LayerX Security Report Exposes the Enterprise AI Visibility Gap: 'AI Power Users' and Shadow AI Dominate Risk
A new report from **LayerX Security** reveals a significant visibility gap in enterprise AI usage, highlighting that most organizations lack a comprehensive understanding of their AI exposure. The research emphasizes that AI risk is heavily concentrated among a small group of 'AI power users' and a handful of dominant AI platforms, leading to fragmented AI ecosystems that are difficult to govern.

## AI Usage: Casual Users vs. 'AI Power Users'
The **LayerX** "State of AI Usage Report 2026" indicates that while nearly half of enterprise users have interacted with AI tools in the past year, only 18% use AI on a weekly basis. This suggests that the majority of employees are casual users. However, the report uncovers that a small group of 'AI power users' drive a disproportionate amount of enterprise AI exposure.
These power users conduct significantly more conversations, interact across multiple AI platforms, and engage in deeper prompt chains compared to average employees. For example, while half of the users had 12 AI conversations or fewer, the top 5% generated at least 144 conversations, averaging 18 prompts per conversation compared to the average of 2.


## **ChatGPT** Dominates, But **Copilot** Gains Ground
Despite the growth of enterprise copilots, **ChatGPT** remains the dominant AI platform in enterprises, accounting for 36% of enterprise AI users and over 55% of all AI conversations. **Microsoft**'s **Copilot** M365 is growing rapidly, reaching 29% adoption and nearly a quarter of enterprise AI conversations. This growth signals a split between governed enterprise-native AI and consumer-driven AI adoption.

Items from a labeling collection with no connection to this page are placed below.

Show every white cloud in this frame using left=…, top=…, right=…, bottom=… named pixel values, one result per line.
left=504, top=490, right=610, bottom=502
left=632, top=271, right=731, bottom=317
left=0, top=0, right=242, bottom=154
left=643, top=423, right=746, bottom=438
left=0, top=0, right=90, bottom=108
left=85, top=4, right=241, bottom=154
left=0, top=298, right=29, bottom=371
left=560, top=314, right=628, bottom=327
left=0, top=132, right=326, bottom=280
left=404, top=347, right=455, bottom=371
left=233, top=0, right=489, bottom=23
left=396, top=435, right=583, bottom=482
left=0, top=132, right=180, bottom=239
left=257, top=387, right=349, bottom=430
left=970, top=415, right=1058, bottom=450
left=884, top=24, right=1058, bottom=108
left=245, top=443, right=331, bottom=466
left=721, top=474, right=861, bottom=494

While **Copilot** M365 usage is largely tied to corporate-managed **Microsoft** environments, **Google**'s **Gemini** presents a different risk profile. Most enterprise **Gemini** usage still happens through the consumer version, often accessed through personal accounts and unmanaged environments. This creates visibility gaps regarding data retention, prompt usage for model training, and the handling of enterprise information.
## The Rise of Shadow AI
The **LayerX** report highlights that Shadow AI is no longer just about unapproved chatbots. Enterprise AI usage is fragmenting across a growing ecosystem of AI tools, embedded assistants, AI browser extensions, AI search engines, coding copilots, and AI-powered SaaS features that often operate outside traditional visibility and governance controls.
Nearly 30% of enterprise users use multiple AI platforms, with the top 5% interacting with six or more AI applications. Employees are combining multiple AI systems within the same workflows, switching between tools based on the task, data type, or convenience.


## Personal AI Usage and Data Sensitivity
Almost half of all enterprise AI conversations happen through personal identities rather than corporate-managed accounts. Over 14% of conversations conducted with corporate identities are tied to personal AI licenses. This creates a significant governance blind spot, as organizations lose visibility into retention policies, auditability, model training exposure, and how enterprise data is handled when employees use personal AI accounts.

The report also reveals that over 6% of enterprise AI conversations already contain sensitive data, highlighting the risks associated with data leakage and compliance violations. Platforms like **DeepSeek** and **ChatGPT** are identified as being particularly prone to sensitive data exposure.
The **LayerX** report underscores the urgent need for organizations to gain better visibility into their AI usage, implement robust governance controls, and address the risks associated with 'AI power users,' Shadow AI, and personal AI accounts.